2

After a correction on the program i am using, i get an error on my code :

import numpy as np
import gzip
import struct


def load_images(filename):
    # Open and unzip the file of images :
    with gzip.open(filename, 'rb') as f:
        # read the header, information into a bunch of variables:
        _ignored, n_images, image_columns, image_rows = struct.unpack('>IIII', bytearray(f.read()[:16]))
        print(_ignored, n_images, image_columns, image_rows)
        print(f.read()[:16])
        # read all the pixels into a long numpy array :
        all_pixels = np.frombuffer(f.read(), dtype=np.uint8)
        print(all_pixels)
        print(all_pixels.shape)
        print(all_pixels.ndim)
        # reshape the array into a matrix where each line is an image:
        images_matrix = all_pixels.reshape(n_images, image_columns * image_rows)

I get this error:

load_images("\\MNIST\\train-images-idx3-ubyte.gz")
2051 60000 28 28
b''
[]
(0,)
1
Traceback (most recent call last):
  File "<input>", line 1, in <module>
  File "<input>", line 19, in load_images
ValueError: cannot reshape array of size 0 into shape (60000,784)

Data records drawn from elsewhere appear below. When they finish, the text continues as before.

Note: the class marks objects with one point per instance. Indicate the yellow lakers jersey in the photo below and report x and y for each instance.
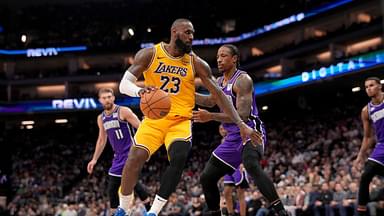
(174, 75)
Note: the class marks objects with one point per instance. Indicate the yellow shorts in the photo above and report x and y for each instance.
(152, 134)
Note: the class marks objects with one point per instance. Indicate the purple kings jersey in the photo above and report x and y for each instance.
(230, 150)
(376, 115)
(120, 136)
(253, 120)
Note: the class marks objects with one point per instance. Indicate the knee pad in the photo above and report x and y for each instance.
(250, 156)
(178, 154)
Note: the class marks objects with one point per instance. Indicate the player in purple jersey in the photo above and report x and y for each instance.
(115, 123)
(372, 117)
(238, 87)
(238, 180)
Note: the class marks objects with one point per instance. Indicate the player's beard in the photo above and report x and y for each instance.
(108, 107)
(185, 48)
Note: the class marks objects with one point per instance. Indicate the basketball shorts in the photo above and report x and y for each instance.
(152, 134)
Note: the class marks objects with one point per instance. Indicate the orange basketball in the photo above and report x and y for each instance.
(155, 104)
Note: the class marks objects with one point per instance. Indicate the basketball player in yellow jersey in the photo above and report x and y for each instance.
(171, 67)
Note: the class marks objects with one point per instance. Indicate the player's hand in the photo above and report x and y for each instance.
(90, 166)
(248, 133)
(358, 163)
(147, 89)
(201, 115)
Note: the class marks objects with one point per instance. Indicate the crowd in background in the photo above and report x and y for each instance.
(309, 160)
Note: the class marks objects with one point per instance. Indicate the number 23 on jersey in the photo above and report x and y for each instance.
(170, 84)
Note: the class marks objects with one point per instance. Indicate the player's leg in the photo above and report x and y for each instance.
(213, 171)
(228, 191)
(131, 172)
(241, 186)
(243, 204)
(148, 138)
(371, 169)
(113, 192)
(142, 193)
(178, 155)
(251, 160)
(178, 144)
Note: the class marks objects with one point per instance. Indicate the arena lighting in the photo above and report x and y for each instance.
(274, 69)
(131, 32)
(52, 89)
(61, 121)
(23, 38)
(324, 56)
(356, 89)
(40, 52)
(363, 45)
(266, 28)
(28, 122)
(112, 85)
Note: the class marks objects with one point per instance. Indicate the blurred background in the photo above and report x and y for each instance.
(308, 60)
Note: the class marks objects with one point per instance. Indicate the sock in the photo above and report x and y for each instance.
(361, 210)
(158, 204)
(277, 205)
(126, 202)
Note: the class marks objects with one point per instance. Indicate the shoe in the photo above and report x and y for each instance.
(120, 212)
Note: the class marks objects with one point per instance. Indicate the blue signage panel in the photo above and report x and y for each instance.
(63, 104)
(40, 52)
(348, 66)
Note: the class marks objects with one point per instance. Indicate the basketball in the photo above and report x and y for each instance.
(155, 104)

I tried to defined the array, but still not working....

norok2
  • 25,683
  • 4
  • 73
  • 99
arrayLover3
  • 21
  • 1
  • 4

2 Answers2

0

You read() the file twice. After the first read, the cursor is placed at the bottom. So if you read again ,it does not return anything.

Your object is empty so it is impossible to resize.

For more information click here

xzelda
  • 172
  • 7
0

The problem is that in the line that is supposed to grab the data from the file (all_pixels = np.frombuffer(f.read(), dtype=np.uint8)), the call to f.read() does not read anything, resulting in an empty array, which you cannot reshape, for obvious reasons.

The underlying reason is that file.read() without any argument will read/consume all the bytes from the open file. So by the next file.read() call, you are at the end of the file and nothing is fetched.

Instead, it looks like you would want to read the first 16 bytes as header, and read the rest as data.

To do so, you should replace your first call to .read() with the number of bytes you want to read for the header.

This will ensure that you get read only the first few bytes, leaving the rest to be read by the subsequent f.read() call:

import numpy as np
import gzip
import struct


def load_images(filename):
    # Open and unzip the file of images :
    with gzip.open(filename, 'rb') as f:
        header = f.read(16)  # read the header bytes
        # read the header, information into a bunch of variables:
        _ignored, n_images, image_columns, image_rows = struct.unpack('>IIII', bytearray(header))
        print(_ignored, n_images, image_columns, image_rows)
        print(header)
        # read all the pixels into a long numpy array:
        data = f.read()  # read the data bytes
        all_pixels = np.frombuffer(data, dtype=np.uint8)  
        print(all_pixels)
        print(all_pixels.shape)
        print(all_pixels.ndim)
        # reshape the array into a matrix where each line is an image:
        images_matrix = all_pixels.reshape(n_images, image_columns * image_rows)
norok2
  • 25,683
  • 4
  • 73
  • 99